社員インタビュー第五弾では、これまでの経験と豊富な知識でリージョナルフィシュの魚類育成を牽引するハットリさんに、同社への参画理由や研究におけるやりがい、執筆論文の裏話、日本の水産業界の課題、今後の展望について聞きました!
※取材当時の内容となるため現在の肩書・業務内容と異なる場合があります。

ハットリ ヒカルド ショウヘイ
サンパウロ大学を卒業後、東京海洋大学博士課程を修了。東京海洋大学で博士研究員まで務めたのち、ブラジルの農務局に就職し魚の研究と養殖に従事。招聘教授として再来日し、東京海洋大学にて研究および学生の指導に携わる。2021年4月にリージョナルフィシュに参画。現在は魚類育種グループリーダーとして、魚類育種研究を牽引する。

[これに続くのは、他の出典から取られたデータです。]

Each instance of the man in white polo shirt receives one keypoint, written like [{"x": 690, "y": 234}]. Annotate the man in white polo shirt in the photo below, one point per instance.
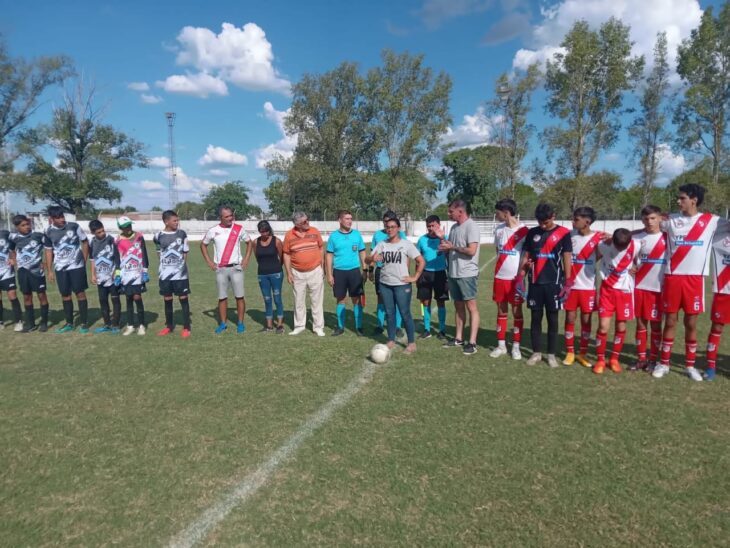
[{"x": 228, "y": 265}]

「多種多様な魚と触れ合える環境から、魚への興味が深まる」

ーーーよろしくお願いします!はじめに、ハットリさんのご経歴を教えてください。

私は生まれも育ちもブラジルで、大学までブラジルで生活をしていました。親に連れて行ってもらったことをきっかけに、小さなころから釣りをするのが好きで、家から車で10分ほどの距離にあるイグアスの滝の近くでよく釣りをしていました。次第に父親よりも自分の方が夢中になって、最終的には朝3時に起きて友人と釣りに行ったこともありましたね。
日本では、一つの場所で釣れる魚種はある程度限られますが、ブラジルでは、一つの川でも20~30種類の魚が釣れるような環境だったので、何が釣れるのかがわからない状態でした。大きさに限らず色や形も様々なので、竿を上げる度に、何が釣れるだろうかとワクワクして、とても楽しかったことを覚えています。小さい魚は家に持ち帰り、飼って繁殖させてみたり、大きい魚はその場で焼いて食べたりもしていました。家の水槽で飼っていた魚が犬に魚を食べられてしまったことがあったので、今度は木の上に水槽をおいて育てていたら、結局鳥に食べられてしまったこともありましたね(笑)でもそれも含めて全ていい思い出になっています。
魚は小さなころから身近な存在だったので、大学でも魚類を専門にした学部がないか色々と探したのですが、見つけることができなかったので、サンパウロ大学の生物学部に入学しました。生物学部では授業の幅がとても広かったのですが、魚を釣るのも食べるのも飼うのも大好きだったので、徐々に魚の方で専門知識を積み重ねるようになりました。一つだけ魚の遺伝子について研究している研究室を見つけ、そこに大学3年生の頃から足繁く通っていました。研究のために、目的の魚を獲りにブラジル中をあっちこっち駆け回る学生時代でした。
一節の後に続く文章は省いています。